SSL Configuration in HAProxy.

Written by Anil kumar Sahoo Fullstack developer.

In this article, we will learn about how to configure SSL in HAProxy Load balancer. So that all HTTPS and HTTP Request comes to HAproxy load balancer then redirects to the HTTP backend server.

Here I am using ZeroSSL certificate you can use any other SSL certificate provider (Godaddy, comodo any other ) the process remains the same.

As shown in above Figure all HTTPS/HTTP request comes to HAproxy and Haproxy terminate all (both HTTPS/HTTP request ) request to HTTP.

To install SSL certificate to HAproxy, we need to have the below files.

1. ca_bundle.crt
2. certificate.crt
3. private.key

you need to merge all 3 files into a single .pem file.
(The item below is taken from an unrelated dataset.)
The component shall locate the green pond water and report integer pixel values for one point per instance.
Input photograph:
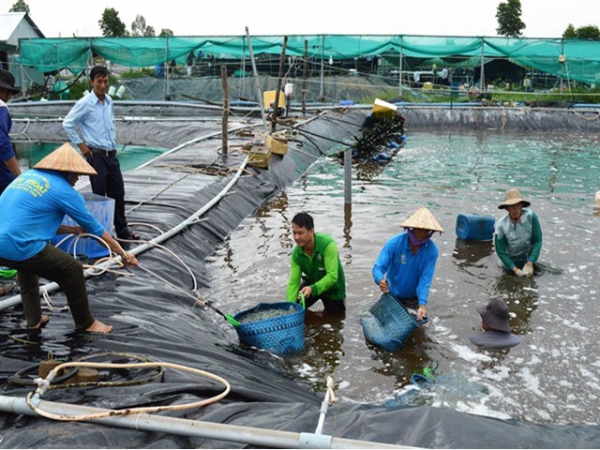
(552, 377)
(130, 156)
The sequences of the file should be certificate.crt then ca_bundle.crt then private.key file and save the file name as “your-domain-name.pem”.
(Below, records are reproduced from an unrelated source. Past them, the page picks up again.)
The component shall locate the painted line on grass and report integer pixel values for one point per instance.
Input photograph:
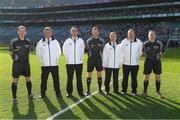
(75, 104)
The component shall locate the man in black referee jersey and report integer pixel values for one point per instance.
(95, 46)
(20, 48)
(152, 50)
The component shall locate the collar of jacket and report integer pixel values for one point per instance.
(44, 39)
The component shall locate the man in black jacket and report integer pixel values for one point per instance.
(20, 48)
(95, 46)
(152, 50)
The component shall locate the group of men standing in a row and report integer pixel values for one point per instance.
(109, 56)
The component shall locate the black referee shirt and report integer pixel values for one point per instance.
(20, 48)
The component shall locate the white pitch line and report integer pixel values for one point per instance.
(74, 104)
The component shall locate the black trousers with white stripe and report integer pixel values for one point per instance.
(108, 73)
(71, 68)
(134, 72)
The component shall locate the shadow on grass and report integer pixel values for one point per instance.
(30, 115)
(128, 107)
(91, 112)
(63, 105)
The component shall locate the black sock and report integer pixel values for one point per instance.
(29, 86)
(14, 89)
(100, 82)
(88, 84)
(146, 83)
(158, 84)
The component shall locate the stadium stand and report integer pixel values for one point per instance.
(110, 15)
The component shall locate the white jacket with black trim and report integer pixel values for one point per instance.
(111, 55)
(131, 51)
(73, 50)
(48, 52)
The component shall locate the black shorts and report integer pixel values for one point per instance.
(19, 69)
(97, 63)
(150, 65)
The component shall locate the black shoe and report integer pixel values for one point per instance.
(101, 92)
(123, 93)
(31, 96)
(87, 93)
(117, 93)
(81, 95)
(15, 100)
(59, 95)
(68, 95)
(144, 94)
(159, 95)
(106, 93)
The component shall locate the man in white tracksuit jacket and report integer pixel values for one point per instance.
(111, 62)
(73, 50)
(48, 50)
(131, 49)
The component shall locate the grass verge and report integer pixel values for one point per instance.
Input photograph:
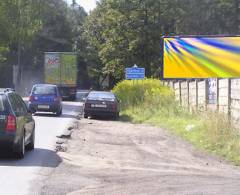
(151, 102)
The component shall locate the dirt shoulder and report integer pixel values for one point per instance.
(111, 157)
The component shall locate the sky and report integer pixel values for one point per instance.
(86, 4)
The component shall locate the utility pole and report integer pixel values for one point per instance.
(19, 75)
(238, 16)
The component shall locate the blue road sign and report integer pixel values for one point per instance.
(134, 73)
-----BEGIN CERTIFICATE-----
certificate.crt file content
-----END CERTIFICATE-----
-----BEGIN CERTIFICATE-----
ca_bundle.crt file content
-----END CERTIFICATE-----
-----BEGIN RSA PRIVATE KEY-----
private.key file content
-----END RSA PRIVATE KEY-----

Once you create the final “pem” file then move the “your-domain-name.pem” file to your server where HAproxy has been installed.
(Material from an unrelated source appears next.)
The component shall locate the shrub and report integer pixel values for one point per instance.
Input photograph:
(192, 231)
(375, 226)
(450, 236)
I assume that you have already installed Haproxy in your server. If not then please follow my Article Installation and configuration of HAproxy.

HAProxy Configuration

Now you have to modify the HAProxy’s configuration file which is located at /etc/haproxy/haproxy.cfg on your server.

Then you need to add a “frontend” to handle incoming HTTPS connections

frontend your-domain-name 
     bind *:80
     bind *:443 ssl crt /etc/ssl/haproxyssl/your-domain-name.pem
     mode http
     default_backend web_server

That's all! Now restart the HAproxy service.

service haproxy start

Now you can access your HAproxy as https.